Ich konnte mich genug abschotten und zuckte nicht wegen jeder Schusswunde, die ich sah, oder jeder Explosion, die ich hörte, zusammen. Ich habe mich tief in mein innerstes verkrochen und die Türen verbarrikadiert, nur um nicht noch weiter von den Schicksalen meiner Kollegen mitgenommen zu werden. Und das funktioniert, es gelingt mir immer besser.

„Reicht der Bestand aus?", frage ich meinen Vorgesetzten. Major Brown sitzt am Steuer des Armeefahrzeuges und sieht kurz zu mir rüber, bevor er den Blick wieder auf die verlassene Straße richtet. Ich bin für den Versorgungstrupp zuständig und ganz zufrieden damit. Seitdem ich hier bin war ich schon ein paar Mal an der Front, doch nach einer kleineren Verletzung, wurde ich dazu verdonnert. 

Wir haben Nachschub angeordnet, aber zurzeit ist die Versorgungslinie unterbrochen und wie es aussieht noch immer in feindlicher Hand. Es wird noch eine Weile dauern, also müssen wir uns einschränken. Und mit uns meine ich Sie, Soldat." 

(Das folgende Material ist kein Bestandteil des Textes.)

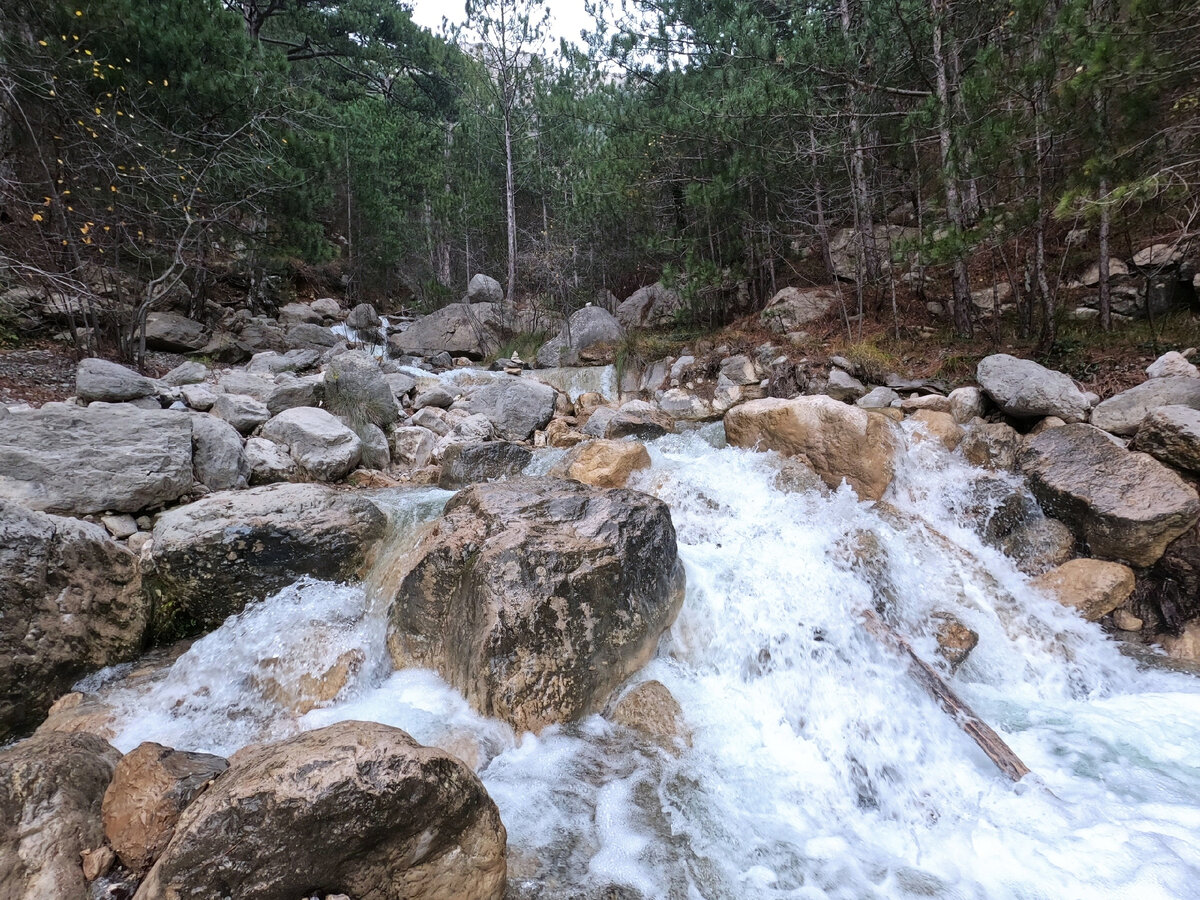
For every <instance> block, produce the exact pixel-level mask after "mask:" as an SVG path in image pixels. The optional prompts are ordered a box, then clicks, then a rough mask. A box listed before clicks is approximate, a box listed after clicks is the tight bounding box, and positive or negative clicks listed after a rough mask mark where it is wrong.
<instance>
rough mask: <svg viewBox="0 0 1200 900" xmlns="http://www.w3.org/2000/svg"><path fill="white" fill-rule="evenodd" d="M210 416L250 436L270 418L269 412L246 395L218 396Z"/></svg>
mask: <svg viewBox="0 0 1200 900" xmlns="http://www.w3.org/2000/svg"><path fill="white" fill-rule="evenodd" d="M211 409H212V415H215V416H217V418H218V419H223V420H224V421H227V422H229V425H230V426H233V428H234V431H236V432H238V433H240V434H250V432H252V431H253V430H254V428H257V427H258V426H259V425H263V424H264V422H266V421H268V420H269V419H270V418H271V410H270V409H268V408H266V404H265V403H262V402H259V401H257V400H254V398H253V397H251V396H248V395H246V394H218V395H217V397H216V401H214V403H212V407H211Z"/></svg>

Seine Stimme klingt in meinem Kopf nach und lässt mich innerlich die Augen verdrehen. 


Ich gebe mein Bestes, Sir, das wissen Sie", sage ich mit fester Stimme. 

Ich verstehe Sie, aber Sie sind noch grün hinter den Ohren, Caden. Das hier ist mein fünfter Einsatz in Folge und ich weiß ganz genau, dass ...", er beendet den Satz nicht, denn plötzlich gibt es einen lauten Knall und alles um uns herum beginnt sich zu drehen.

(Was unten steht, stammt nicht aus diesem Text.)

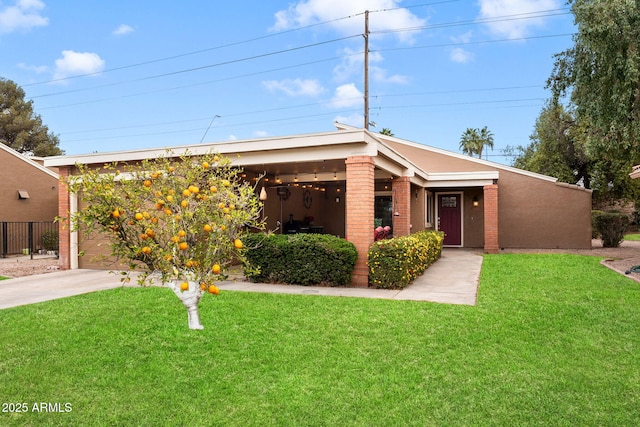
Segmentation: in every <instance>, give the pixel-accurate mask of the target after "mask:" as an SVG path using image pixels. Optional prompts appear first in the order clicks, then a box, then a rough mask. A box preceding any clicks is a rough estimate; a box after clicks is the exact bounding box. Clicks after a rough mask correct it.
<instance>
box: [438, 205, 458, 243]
mask: <svg viewBox="0 0 640 427" xmlns="http://www.w3.org/2000/svg"><path fill="white" fill-rule="evenodd" d="M461 201H462V197H461V195H460V194H438V223H439V225H438V230H441V231H444V242H443V245H445V246H462V203H461Z"/></svg>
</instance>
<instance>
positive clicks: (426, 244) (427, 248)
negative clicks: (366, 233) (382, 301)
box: [368, 230, 444, 289]
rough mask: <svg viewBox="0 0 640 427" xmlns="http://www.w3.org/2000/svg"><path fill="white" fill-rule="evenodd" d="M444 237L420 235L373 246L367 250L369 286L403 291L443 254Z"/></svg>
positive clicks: (385, 288) (390, 240)
mask: <svg viewBox="0 0 640 427" xmlns="http://www.w3.org/2000/svg"><path fill="white" fill-rule="evenodd" d="M443 240H444V234H443V233H442V232H441V231H431V230H427V231H422V232H420V233H415V234H411V235H409V236H402V237H395V238H393V239H387V240H381V241H378V242H375V243H374V244H373V245H371V247H370V248H369V253H368V265H369V286H371V287H374V288H378V289H402V288H404V287H406V286H407V285H409V283H411V282H412V281H413V280H414V279H415V278H416V277H418V276H420V275H421V274H422V273H424V271H425V270H426V269H427V267H429V265H431V264H433V263H434V262H435V261H436V260H437V259H438V258H440V255H441V254H442V241H443Z"/></svg>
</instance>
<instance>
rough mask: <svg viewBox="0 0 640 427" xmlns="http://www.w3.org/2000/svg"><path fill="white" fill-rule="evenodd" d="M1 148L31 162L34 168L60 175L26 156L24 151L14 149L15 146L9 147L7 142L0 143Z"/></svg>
mask: <svg viewBox="0 0 640 427" xmlns="http://www.w3.org/2000/svg"><path fill="white" fill-rule="evenodd" d="M0 150H3V151H5V152H6V153H9V154H11V155H12V156H14V157H16V158H17V159H19V160H20V161H23V162H25V163H27V164H29V165H30V166H33V167H34V168H36V169H38V170H39V171H41V172H44V173H46V174H47V175H50V176H51V177H53V178H55V179H58V178H59V176H58V174H57V173H55V172H53V171H52V170H50V169H47V168H46V167H44V166H42V165H41V164H40V163H38V162H36V161H34V160H31V159H30V158H29V156H25V155H24V154H22V153H19V152H17V151H16V150H14V149H13V148H11V147H9V146H8V145H6V144H3V143H0Z"/></svg>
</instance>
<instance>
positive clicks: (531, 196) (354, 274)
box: [45, 124, 591, 286]
mask: <svg viewBox="0 0 640 427" xmlns="http://www.w3.org/2000/svg"><path fill="white" fill-rule="evenodd" d="M336 126H337V128H338V129H337V130H335V131H331V132H323V133H314V134H303V135H291V136H285V137H272V138H263V139H253V140H244V141H228V142H220V143H211V144H198V145H190V146H177V147H171V151H172V152H173V153H175V154H176V155H179V154H182V153H183V152H185V151H187V150H188V151H189V153H191V154H193V155H198V154H204V153H207V152H210V151H216V152H219V153H221V154H223V155H226V156H227V157H229V158H230V159H232V161H233V162H234V164H235V165H237V166H239V167H242V168H243V175H242V176H243V179H245V180H248V181H253V182H255V183H256V192H257V193H262V189H263V188H264V195H266V200H265V216H266V218H267V223H268V227H269V228H270V229H278V230H280V232H283V231H286V232H304V231H308V232H321V233H330V234H334V235H337V236H341V237H345V238H347V239H348V240H350V241H351V242H353V243H354V245H355V246H356V248H357V249H358V253H359V259H358V262H357V265H356V269H355V271H354V275H353V285H355V286H367V283H368V270H367V266H366V254H367V250H368V248H369V246H370V245H371V243H372V242H373V238H374V237H373V230H374V224H375V225H383V226H386V225H388V226H390V227H391V230H392V234H393V235H395V236H400V235H407V234H409V233H411V232H416V231H419V230H424V229H437V230H442V231H444V232H445V234H446V237H445V241H444V244H445V246H449V247H459V248H482V249H484V251H485V252H488V253H497V252H499V250H500V249H501V248H581V249H585V248H591V215H590V213H591V191H590V190H585V189H583V188H581V187H578V186H575V185H569V184H563V183H558V182H557V180H556V179H555V178H552V177H548V176H544V175H539V174H535V173H532V172H527V171H523V170H520V169H516V168H513V167H509V166H505V165H501V164H497V163H492V162H489V161H486V160H480V159H476V158H471V157H468V156H465V155H461V154H458V153H453V152H449V151H446V150H442V149H438V148H433V147H429V146H426V145H423V144H419V143H415V142H411V141H406V140H403V139H400V138H395V137H390V136H385V135H380V134H377V133H373V132H370V131H368V130H365V129H358V128H353V127H349V126H345V125H340V124H336ZM162 155H166V148H159V149H141V150H131V151H122V152H113V153H94V154H86V155H76V156H59V157H52V158H48V159H46V160H45V165H46V166H47V167H57V168H59V172H60V175H61V176H63V177H68V176H70V175H73V174H75V173H77V172H76V168H75V165H76V164H77V163H81V164H88V165H93V166H94V167H100V166H101V165H103V164H105V163H110V162H114V161H118V162H137V161H140V160H142V159H145V158H154V157H158V156H162ZM263 174H266V177H265V178H264V179H262V180H261V181H259V182H258V181H257V179H258V176H261V175H263ZM79 203H81V201H80V202H79V201H78V200H77V199H76V198H75V197H72V198H70V197H69V195H68V194H65V190H64V189H63V190H61V197H60V200H59V214H60V215H61V216H64V215H67V214H68V212H73V211H75V210H77V209H78V206H79ZM80 251H83V252H86V253H87V254H91V253H95V254H98V253H100V252H101V251H104V247H103V246H100V245H99V242H96V241H89V240H87V239H83V237H82V236H79V235H78V234H77V233H69V231H68V230H66V229H61V235H60V260H61V268H66V269H69V268H79V267H80V268H82V267H93V268H95V267H100V265H96V264H95V263H93V264H92V261H91V257H90V256H87V257H83V258H82V259H80V260H79V259H78V253H79V252H80Z"/></svg>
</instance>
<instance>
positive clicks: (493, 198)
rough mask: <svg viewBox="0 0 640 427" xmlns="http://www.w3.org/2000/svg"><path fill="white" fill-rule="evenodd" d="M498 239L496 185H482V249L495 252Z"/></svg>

Der Wagen schleudert über die Straße, rollt einen Hang hinab und überschlägt sich dabei immer und immer wieder. Die Luft wird aus meiner Lunge gepresst und ich halte mich so gut es geht an dem Sicherheitsgurt fest, der mich an Ort und Stelle halten soll. 

Vor meinem geistigen Auge sehe ich Lilly, die mich anlächelt und sich die braunen Locken aus dem Gesicht streicht. Ich will nach ihr greifen, doch ich fasse ins Leere und dann wird alles schwarz.